Мне тоже часто приходится по вечерам бывать на многих блоках, встречаться с моими многочисленными знакомыми беглецами. У меня все-таки состоялся разговор с человеком со шрамом на щеке, так неудачно когда-то прерванный моими ребятами. Этот человек — Сергей Семенович Пайковский — очень много знает о лагере и особенно о людях.
— В основном здесь золотой народ. Сила! Фашисты, сами того не подозревая, в этих своих концентрационных лагерях, действительно, концентрируют мстителей, закаленных нечеловеческими муками. Своеобразный искусственный отбор, так как слабые не выдерживают и гибнут.

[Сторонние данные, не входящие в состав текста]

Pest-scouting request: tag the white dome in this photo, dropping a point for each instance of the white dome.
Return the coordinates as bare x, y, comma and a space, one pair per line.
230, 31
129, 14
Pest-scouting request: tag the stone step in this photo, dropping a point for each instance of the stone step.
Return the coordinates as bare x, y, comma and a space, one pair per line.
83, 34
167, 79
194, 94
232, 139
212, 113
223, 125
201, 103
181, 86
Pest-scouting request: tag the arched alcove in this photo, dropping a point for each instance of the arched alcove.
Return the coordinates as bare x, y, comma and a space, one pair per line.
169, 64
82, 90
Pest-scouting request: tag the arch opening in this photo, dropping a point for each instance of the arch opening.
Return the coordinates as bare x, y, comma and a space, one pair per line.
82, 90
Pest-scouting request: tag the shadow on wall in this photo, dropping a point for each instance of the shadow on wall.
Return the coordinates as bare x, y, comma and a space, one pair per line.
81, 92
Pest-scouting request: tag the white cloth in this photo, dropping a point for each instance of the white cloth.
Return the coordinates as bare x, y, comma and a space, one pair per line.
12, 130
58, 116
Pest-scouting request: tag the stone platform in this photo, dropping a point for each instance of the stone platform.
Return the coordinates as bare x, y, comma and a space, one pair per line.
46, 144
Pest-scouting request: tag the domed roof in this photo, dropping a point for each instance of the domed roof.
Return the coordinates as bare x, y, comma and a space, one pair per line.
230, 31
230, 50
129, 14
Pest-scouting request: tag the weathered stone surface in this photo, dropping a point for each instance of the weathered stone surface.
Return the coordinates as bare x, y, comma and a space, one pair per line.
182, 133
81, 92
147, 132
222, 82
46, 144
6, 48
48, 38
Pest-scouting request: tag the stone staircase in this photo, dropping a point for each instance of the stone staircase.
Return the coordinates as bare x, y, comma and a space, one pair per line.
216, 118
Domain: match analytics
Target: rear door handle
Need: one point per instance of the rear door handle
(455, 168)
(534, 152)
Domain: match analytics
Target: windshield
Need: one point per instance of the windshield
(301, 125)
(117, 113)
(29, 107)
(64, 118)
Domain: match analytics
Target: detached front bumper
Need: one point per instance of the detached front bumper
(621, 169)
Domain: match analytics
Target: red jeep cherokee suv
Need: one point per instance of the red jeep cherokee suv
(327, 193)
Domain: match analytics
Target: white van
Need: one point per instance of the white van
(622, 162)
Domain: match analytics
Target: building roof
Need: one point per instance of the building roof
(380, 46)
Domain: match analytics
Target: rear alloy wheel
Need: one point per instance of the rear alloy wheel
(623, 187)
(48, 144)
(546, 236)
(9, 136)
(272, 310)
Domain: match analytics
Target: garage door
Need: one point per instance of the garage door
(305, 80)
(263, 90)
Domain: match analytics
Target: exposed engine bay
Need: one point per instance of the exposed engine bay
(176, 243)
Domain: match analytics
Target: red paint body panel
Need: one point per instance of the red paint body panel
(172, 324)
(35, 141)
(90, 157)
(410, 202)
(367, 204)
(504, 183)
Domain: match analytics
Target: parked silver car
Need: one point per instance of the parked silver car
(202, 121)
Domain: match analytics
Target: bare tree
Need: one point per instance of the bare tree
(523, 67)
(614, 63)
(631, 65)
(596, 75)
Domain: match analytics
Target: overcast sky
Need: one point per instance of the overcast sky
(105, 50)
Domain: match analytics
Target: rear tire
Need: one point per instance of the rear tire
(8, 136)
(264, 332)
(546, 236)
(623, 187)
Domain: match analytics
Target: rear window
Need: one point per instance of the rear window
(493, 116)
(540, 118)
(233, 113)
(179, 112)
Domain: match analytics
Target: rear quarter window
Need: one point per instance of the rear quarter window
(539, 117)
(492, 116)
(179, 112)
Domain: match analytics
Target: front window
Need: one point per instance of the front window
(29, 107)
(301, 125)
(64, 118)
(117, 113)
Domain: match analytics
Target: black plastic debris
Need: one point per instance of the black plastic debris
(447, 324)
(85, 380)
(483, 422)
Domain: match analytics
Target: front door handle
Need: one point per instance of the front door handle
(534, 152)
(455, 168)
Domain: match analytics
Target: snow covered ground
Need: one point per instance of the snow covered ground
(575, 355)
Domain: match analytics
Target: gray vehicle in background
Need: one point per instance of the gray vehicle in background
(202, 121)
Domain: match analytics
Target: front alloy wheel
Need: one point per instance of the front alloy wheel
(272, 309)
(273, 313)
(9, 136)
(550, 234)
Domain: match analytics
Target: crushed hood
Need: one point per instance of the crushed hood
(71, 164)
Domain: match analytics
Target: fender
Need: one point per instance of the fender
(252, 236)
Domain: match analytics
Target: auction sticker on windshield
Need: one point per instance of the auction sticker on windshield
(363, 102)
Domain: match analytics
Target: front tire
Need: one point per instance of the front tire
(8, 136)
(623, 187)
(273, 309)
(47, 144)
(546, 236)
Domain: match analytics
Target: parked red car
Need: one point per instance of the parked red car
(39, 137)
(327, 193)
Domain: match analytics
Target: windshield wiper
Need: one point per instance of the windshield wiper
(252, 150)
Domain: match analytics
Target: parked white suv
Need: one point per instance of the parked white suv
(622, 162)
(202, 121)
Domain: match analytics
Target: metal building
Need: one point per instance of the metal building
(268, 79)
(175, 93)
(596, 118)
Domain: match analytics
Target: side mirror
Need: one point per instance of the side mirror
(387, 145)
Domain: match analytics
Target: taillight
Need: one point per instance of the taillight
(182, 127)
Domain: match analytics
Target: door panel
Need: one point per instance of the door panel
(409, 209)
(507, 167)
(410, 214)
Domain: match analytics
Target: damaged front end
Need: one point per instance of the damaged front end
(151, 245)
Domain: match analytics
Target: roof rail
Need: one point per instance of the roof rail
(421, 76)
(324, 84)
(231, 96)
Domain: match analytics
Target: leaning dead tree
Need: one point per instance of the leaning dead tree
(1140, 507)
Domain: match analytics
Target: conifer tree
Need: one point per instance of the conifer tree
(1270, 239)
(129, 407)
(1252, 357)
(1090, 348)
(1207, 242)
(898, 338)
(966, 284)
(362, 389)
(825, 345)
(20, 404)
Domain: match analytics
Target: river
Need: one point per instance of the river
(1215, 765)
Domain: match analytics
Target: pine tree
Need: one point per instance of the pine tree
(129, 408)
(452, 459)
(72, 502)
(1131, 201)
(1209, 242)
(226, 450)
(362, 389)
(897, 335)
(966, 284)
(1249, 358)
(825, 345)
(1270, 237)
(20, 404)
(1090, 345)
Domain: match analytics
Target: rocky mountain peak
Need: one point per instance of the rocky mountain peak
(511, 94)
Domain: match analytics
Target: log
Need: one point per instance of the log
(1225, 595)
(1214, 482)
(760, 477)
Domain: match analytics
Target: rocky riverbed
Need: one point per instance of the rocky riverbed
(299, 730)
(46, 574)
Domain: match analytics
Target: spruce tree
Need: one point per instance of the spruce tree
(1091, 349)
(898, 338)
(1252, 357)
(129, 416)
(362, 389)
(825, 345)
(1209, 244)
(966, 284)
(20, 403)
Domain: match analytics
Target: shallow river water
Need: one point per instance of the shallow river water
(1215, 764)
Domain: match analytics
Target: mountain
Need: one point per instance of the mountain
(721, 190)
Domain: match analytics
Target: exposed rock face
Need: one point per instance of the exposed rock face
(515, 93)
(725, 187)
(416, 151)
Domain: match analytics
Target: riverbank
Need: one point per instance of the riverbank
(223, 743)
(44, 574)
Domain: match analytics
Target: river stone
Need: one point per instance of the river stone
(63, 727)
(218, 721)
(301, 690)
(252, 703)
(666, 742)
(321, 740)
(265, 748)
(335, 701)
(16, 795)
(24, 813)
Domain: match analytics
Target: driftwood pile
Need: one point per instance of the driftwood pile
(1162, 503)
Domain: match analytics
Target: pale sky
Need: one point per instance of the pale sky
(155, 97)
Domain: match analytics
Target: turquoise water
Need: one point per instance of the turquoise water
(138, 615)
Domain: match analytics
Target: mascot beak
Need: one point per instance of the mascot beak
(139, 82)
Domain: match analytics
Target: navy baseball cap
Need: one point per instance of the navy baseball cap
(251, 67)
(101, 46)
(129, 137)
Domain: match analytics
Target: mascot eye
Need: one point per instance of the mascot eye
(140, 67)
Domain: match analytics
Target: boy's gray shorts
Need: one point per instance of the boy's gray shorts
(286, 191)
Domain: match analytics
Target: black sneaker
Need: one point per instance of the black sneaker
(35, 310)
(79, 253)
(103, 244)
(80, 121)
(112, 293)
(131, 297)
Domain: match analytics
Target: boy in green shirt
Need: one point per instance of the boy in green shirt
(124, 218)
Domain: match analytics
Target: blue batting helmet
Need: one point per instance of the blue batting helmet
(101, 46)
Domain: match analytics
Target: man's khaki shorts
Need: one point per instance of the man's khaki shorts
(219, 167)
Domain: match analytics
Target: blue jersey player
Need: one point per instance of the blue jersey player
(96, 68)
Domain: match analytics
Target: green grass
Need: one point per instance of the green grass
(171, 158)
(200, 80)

И сейчас еще есть такие, которые перерезают вены или бросаются на проволоку и сгорают под током. Мы себе такую вольность позволить не можем. Мы солдаты и здесь должны чувствовать себя в строю. Говоришь, нет строя? Значит, нужно создать. В этом наша задача, — и он постепенно, но настойчиво, словно советуя, внушает мне, как лучше и безопаснее организовать моих беглецов в монолитную группу, в то же время не нарушая правил конспирации.
Иногда встречаю Николая Кюнга. Он почти всегда расспрашивает меня о ком-нибудь из моих ребят, и если человеку приходится действительно очень плохо, то после разговора с Николаем обязательно откуда-то приходит помощь. Он признается, что группа товарищей, узнав через чехов, работавших в канцелярии, что пришел смертный приговор на меня и Ивана, решила нас спасти. Мне устроили «смерть» в самом Бухенвальде, а Ивана пришлось временно отправить в одну из внешних команд, где он, по-видимому, уже «умер» и скоро должен вернуться. Две одновременные смерти людей, осужденных одним приговором, даже на фоне ежедневных массовых смертей Бухенвальда могли бы показаться подозрительными.
Мне, конечно, понятно, что не какая-то «группа товарищей», а хорошо настроенная и законспирированная подпольная организация, вопреки воле «всемогущих» эсэсовцев, распоряжается нашими судьбами и что Николай не последний винтик в ее механизме. Конечно, не случайно подполковник Смирнов устроен работать штубендинстом на блоке № 30, Сергей Котов санитаром-контролером на блоке № 44, а Михаил Громаковский — на блоке № 39.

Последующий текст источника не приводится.